Contact: Brendan Cummings, (951) 768-8301

Shell Halts Plans to Drill in Heart of Polar Bear's Alaska Habitat
Interior Needs to Make Short-term Reprieve Permanent, Safeguard Arctic

ANCHORAGE, AlaskaPolar bears and other imperiled Arctic species got a reprieve today with Royal Dutch Shell’s announcement that it will not go forward with plans this summer to drill in critical habitat for the polar bear in Alaska. Shell’s drilling plans off the coast of the Arctic National Wildlife Refuge have long been opposed by conservationists and native communities along the Alaska coast.

“The polar bear and other wildlife of Alaska’s Arctic, as well as the local communities that depend upon a healthy ocean, were granted a well-deserved reprieve today,” said Brendan Cummings, senior counsel at the Center for Biological Diversity. “Now, the Department of the Interior needs to turn that short-term reprieve into permanent protection of America’s Arctic.”

Today’s announcement marks the third time that Shell’s plans to drill in the Beaufort Sea have been put on hold in recent years. Drilling in 2007 and subsequent years was stopped by a federal court, which overturned the Interior Department’s approval of Shell’s exploration plan due to poor environmental review. Plans to drill in 2010 were suspended by Interior following the Deepwater Horizon disaster in the Gulf of Mexico. Shell’s 2011 plan were put in doubt by an Environmental Protection Agency appeals-board decision overturning a necessary air permit, as well as the recent designation of polar bear critical habitat in the drilling area.

Oil development in the Arctic remains a dangerous proposition because no technologies exist to clean up oil spills in icy waters. 
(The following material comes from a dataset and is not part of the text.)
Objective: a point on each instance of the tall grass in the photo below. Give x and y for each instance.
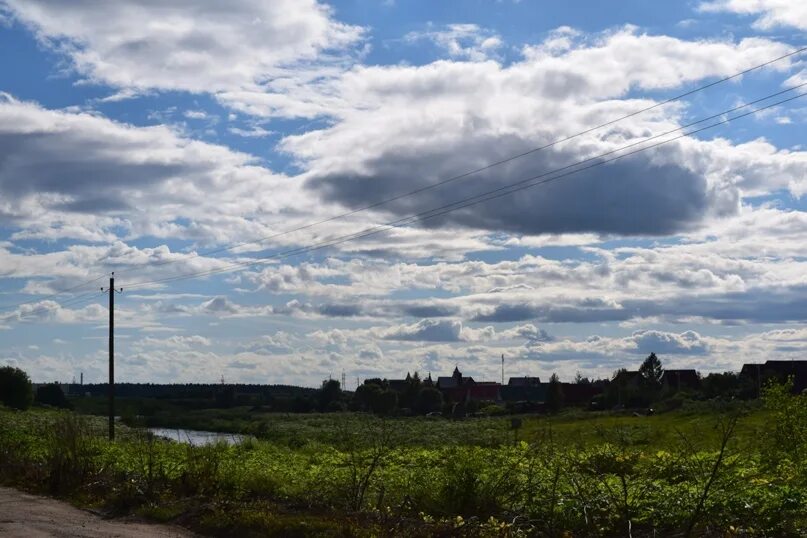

“Rather than revisiting the decision year after year on whether Shell and others can drill in the Arctic, the Department of the Interior needs to acknowledge the reality that it is impossible to clean up an oil spill in the Arctic, and simply pull this region off the table permanently for oil development,” said Cummings.

Shell also has plans to drill in the adjacent Chukchi Sea next year. The Chukchi is also critical habitat for polar bears, as well as home to the Pacific walrus. Interior is scheduled to announce in the coming days whether walrus should also be listed under the Endangered Species Act.

The Center for Biological Diversity is a national, nonprofit conservation organization with more than 320,000 members and online activists dedicated to the protection of endangered species and wild places.